What might the parable of the good Samaritan look like today? Below is a modernization of the biblical Parable Jesus told in Luke 10:25-37.
The small car sat at the light, its driver's eyes fixed on the red beacon, willing it to turn green. The sun was fading into darkness reminding him that he was in the wrong part of town. Wrong neighborhood, wrong place, wrong people. The shadows from the buildings stretched toward him with long thin fingers as if they were grasping for him. He shook off the image, laughing nervously to himself. He glanced, for the hundredth time, at the gas gage hovering dangerously below the E mark. His eyes darted back to the traffic light, willing it once again to change. Finally, it blinked to green and the driver, relieved, hit the gas. The little car responded with a shudder, betraying it's owner, it sputtered then died. Uttering a soft expletive, the man tried to restart the engine but it remained stubbornly unresponsive. Once again, the man looked outside and in the growing dark, he saw movement and the last thing he remembered was red hot pain in his head as the glass flew and hands grabbed for him.

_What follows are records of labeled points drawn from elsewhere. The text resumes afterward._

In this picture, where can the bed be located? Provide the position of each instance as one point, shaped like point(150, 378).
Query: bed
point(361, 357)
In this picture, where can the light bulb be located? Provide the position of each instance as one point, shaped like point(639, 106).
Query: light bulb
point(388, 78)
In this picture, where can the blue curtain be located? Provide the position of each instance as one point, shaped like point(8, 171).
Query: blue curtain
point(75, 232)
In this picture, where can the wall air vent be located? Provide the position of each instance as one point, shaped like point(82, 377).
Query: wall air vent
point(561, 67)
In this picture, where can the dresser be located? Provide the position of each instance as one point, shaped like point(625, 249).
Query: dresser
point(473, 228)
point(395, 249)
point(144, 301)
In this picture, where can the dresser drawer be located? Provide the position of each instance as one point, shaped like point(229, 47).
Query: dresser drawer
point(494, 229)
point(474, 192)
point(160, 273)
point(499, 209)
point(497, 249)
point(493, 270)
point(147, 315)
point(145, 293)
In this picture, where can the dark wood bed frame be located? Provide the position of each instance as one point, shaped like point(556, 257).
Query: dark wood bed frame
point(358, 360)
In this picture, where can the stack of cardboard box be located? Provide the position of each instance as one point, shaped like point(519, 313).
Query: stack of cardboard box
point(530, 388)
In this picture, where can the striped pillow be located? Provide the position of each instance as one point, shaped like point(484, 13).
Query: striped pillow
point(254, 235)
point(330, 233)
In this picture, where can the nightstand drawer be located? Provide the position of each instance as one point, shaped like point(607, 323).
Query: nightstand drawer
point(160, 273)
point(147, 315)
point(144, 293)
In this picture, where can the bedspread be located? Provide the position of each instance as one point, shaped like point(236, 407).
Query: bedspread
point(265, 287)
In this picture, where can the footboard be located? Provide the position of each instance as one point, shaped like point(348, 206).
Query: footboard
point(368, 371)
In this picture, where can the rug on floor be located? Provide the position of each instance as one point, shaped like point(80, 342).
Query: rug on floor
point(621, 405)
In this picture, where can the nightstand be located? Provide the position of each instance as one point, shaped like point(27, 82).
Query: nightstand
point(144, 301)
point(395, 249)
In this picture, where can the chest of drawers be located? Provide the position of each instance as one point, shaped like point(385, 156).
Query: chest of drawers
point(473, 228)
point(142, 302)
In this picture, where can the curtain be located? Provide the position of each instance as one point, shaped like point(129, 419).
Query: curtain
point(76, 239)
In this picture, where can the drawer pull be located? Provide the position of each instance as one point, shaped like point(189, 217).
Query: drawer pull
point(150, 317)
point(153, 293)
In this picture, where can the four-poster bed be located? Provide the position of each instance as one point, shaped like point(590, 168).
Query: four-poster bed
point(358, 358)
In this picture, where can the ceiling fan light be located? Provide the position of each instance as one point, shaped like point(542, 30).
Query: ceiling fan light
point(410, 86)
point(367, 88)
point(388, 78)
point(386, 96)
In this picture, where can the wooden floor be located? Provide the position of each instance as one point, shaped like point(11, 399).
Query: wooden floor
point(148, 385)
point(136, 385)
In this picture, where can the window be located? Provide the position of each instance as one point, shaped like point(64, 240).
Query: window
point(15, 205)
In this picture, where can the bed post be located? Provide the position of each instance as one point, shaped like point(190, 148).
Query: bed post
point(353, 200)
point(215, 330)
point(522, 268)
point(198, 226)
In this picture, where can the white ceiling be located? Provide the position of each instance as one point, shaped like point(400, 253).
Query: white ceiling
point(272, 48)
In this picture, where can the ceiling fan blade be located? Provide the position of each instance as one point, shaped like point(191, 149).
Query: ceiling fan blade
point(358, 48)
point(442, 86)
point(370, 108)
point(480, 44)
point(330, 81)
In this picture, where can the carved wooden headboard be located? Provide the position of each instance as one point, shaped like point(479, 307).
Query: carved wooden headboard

The man lay quite still in the growing darkness. A local priest was hurrying home. He hesitated when he saw the body of the wounded man on the ground. His eyes shifted apprehensively to the darkened alleys. He looked back at the man on the ground and his heart hardened. Probably some drunk, he thought with disgust, fanning the flames of his ambivalence. He imagined he could smell the alcohol and with one last shake of his head, and an emboldened sense of his own self-importance, moved off into the darkness. A pastor from several blocks away was hurrying home from choir practice. A line from a hymn played itself over and over in his head, "Jesus paid it all, all to Him I owe," he sang the words tunelessly under his breath. Something caught his eye as he was passing and he suddenly realized it was the body of a man. The pastor quickly moved the other side of the street, unwilling to get involved in gang wars. The man was probably dead anyway he mused. "Jesus paid it all, all to him I owe..."

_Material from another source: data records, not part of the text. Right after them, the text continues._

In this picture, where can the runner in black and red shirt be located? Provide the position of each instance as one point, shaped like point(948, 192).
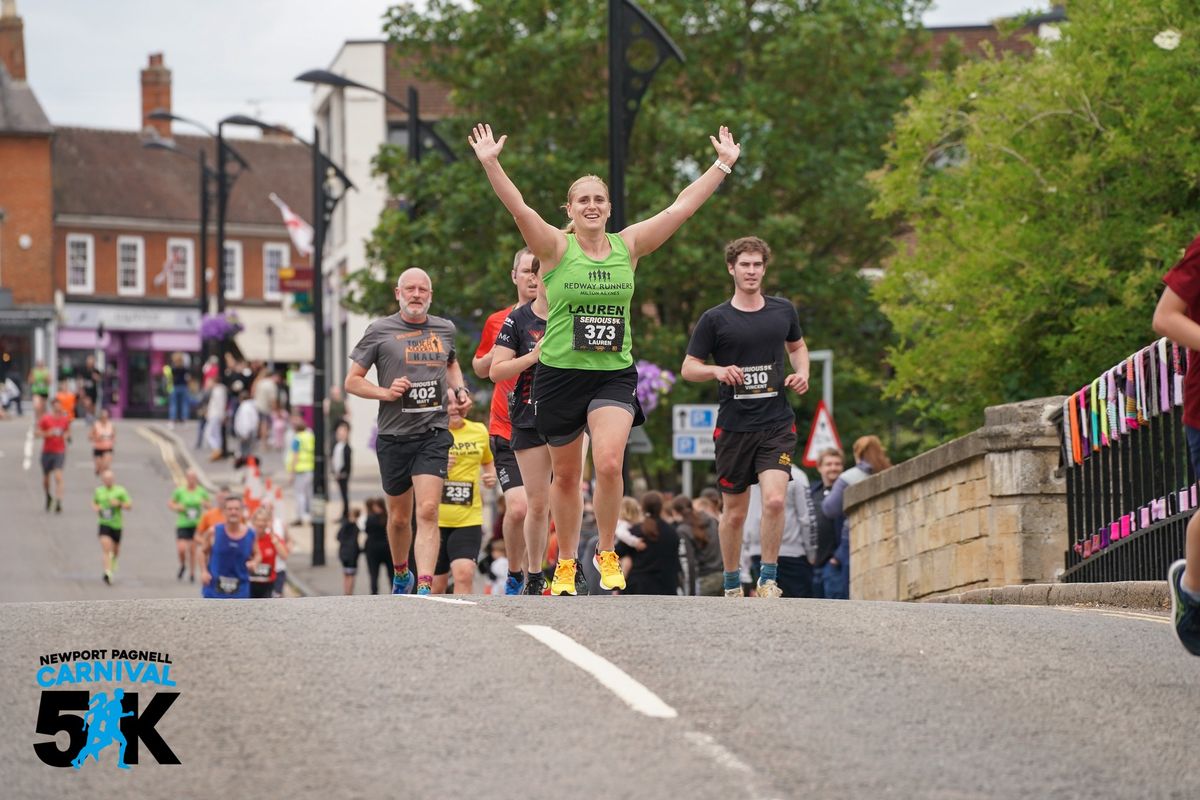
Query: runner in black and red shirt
point(749, 338)
point(508, 471)
point(515, 360)
point(54, 431)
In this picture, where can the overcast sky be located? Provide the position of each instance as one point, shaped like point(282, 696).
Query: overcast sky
point(231, 56)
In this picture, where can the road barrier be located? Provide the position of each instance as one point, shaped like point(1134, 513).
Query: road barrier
point(1131, 489)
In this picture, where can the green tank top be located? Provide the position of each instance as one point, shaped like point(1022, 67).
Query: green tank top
point(588, 322)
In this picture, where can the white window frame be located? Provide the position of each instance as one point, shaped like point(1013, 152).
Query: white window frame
point(89, 286)
point(285, 262)
point(234, 283)
point(139, 288)
point(190, 248)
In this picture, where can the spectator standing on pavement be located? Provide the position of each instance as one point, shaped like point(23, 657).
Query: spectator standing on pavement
point(54, 431)
point(227, 553)
point(103, 438)
point(419, 377)
point(829, 467)
point(348, 549)
point(300, 464)
point(340, 464)
point(179, 407)
point(1177, 317)
point(870, 458)
point(215, 416)
point(377, 549)
point(245, 427)
point(40, 388)
point(189, 503)
point(702, 530)
point(750, 338)
point(654, 569)
point(267, 547)
point(109, 500)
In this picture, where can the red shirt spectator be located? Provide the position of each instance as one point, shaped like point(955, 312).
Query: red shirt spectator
point(499, 425)
point(54, 431)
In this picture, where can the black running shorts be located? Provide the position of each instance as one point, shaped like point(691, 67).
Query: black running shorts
point(562, 398)
point(508, 474)
point(459, 543)
point(401, 457)
point(527, 439)
point(742, 455)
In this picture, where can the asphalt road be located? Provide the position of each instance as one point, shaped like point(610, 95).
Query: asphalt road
point(57, 557)
point(364, 697)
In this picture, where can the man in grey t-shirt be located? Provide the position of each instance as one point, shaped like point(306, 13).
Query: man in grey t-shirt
point(418, 379)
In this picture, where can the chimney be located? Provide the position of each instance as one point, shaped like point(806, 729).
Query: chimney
point(156, 95)
point(12, 40)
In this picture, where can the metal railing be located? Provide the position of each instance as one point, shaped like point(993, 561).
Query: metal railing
point(1131, 489)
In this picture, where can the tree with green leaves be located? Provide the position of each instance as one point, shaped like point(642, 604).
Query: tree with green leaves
point(809, 89)
point(1047, 196)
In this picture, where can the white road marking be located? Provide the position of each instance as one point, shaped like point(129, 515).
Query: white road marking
point(610, 675)
point(438, 599)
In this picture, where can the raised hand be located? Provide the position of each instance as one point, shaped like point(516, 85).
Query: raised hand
point(485, 145)
point(726, 149)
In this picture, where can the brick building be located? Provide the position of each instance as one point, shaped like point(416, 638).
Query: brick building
point(100, 240)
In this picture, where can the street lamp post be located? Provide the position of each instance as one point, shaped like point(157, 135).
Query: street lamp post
point(628, 26)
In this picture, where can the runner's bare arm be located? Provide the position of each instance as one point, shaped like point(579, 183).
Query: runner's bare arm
point(646, 236)
point(507, 365)
point(546, 241)
point(1173, 322)
point(696, 371)
point(798, 354)
point(357, 384)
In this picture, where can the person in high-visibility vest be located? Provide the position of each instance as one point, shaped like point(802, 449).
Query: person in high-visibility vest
point(301, 463)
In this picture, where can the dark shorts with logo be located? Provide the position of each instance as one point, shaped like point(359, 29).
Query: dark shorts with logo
point(527, 439)
point(52, 462)
point(403, 456)
point(459, 543)
point(508, 473)
point(742, 455)
point(563, 398)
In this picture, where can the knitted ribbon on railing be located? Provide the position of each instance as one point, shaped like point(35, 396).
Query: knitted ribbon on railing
point(1164, 386)
point(1102, 408)
point(1114, 404)
point(1085, 426)
point(1131, 394)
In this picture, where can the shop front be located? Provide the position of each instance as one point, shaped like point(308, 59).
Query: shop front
point(131, 344)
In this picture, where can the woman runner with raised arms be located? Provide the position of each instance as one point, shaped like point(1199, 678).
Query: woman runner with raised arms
point(586, 376)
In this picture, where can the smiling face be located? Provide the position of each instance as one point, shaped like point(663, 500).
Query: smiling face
point(414, 293)
point(587, 204)
point(748, 270)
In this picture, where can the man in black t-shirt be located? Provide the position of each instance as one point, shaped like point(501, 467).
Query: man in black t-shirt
point(749, 337)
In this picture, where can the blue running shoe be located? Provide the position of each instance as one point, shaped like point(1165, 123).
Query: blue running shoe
point(1185, 611)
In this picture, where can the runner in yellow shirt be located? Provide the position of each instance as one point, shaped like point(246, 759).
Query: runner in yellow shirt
point(461, 512)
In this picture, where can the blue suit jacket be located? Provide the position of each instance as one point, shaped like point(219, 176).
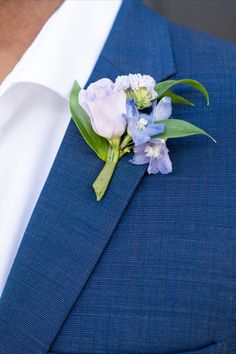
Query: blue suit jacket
point(152, 267)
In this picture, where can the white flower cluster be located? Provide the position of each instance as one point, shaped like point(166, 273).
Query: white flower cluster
point(136, 81)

Darkness crept with greater urgency now as the sun slipped below the horizon. One last man walked by. He was from the neighborhood. He had grown up on these streets. The gangs called him Chap, short for chaplain. They didn't exactly accept his faith but they did accept him. He was part of them, part of the neighborhood, the place, and the people. Without warning Chap came upon the bloodied body of a man. He was not from the neighborhood, he noted right away. Still, it was wrong to leave him. Chap's heart filled with compassion and he grabbed up the man and put him in his car. It wasn't far to the emergency room from here. Chap saw to it that the man was taken care of, his wounds dressed and his bill paid. He said to the nursing staff, "I will be back." They knew Chap well, they knew he would do just that.
Jesus invited each of us into a life of ministry to others. So many times, we look the other way or decide life is too busy or too hard to get involved. But Jesus teaches that we are called to live for him. It might not be as dramatic as someone injured on the side of the road. Perhaps inviting someone to dinner or reaching out to encourage someone who is having a difficult time is your good Samaritan moment. Take some time to pray for opportunities and for a heart to recognize them when they come.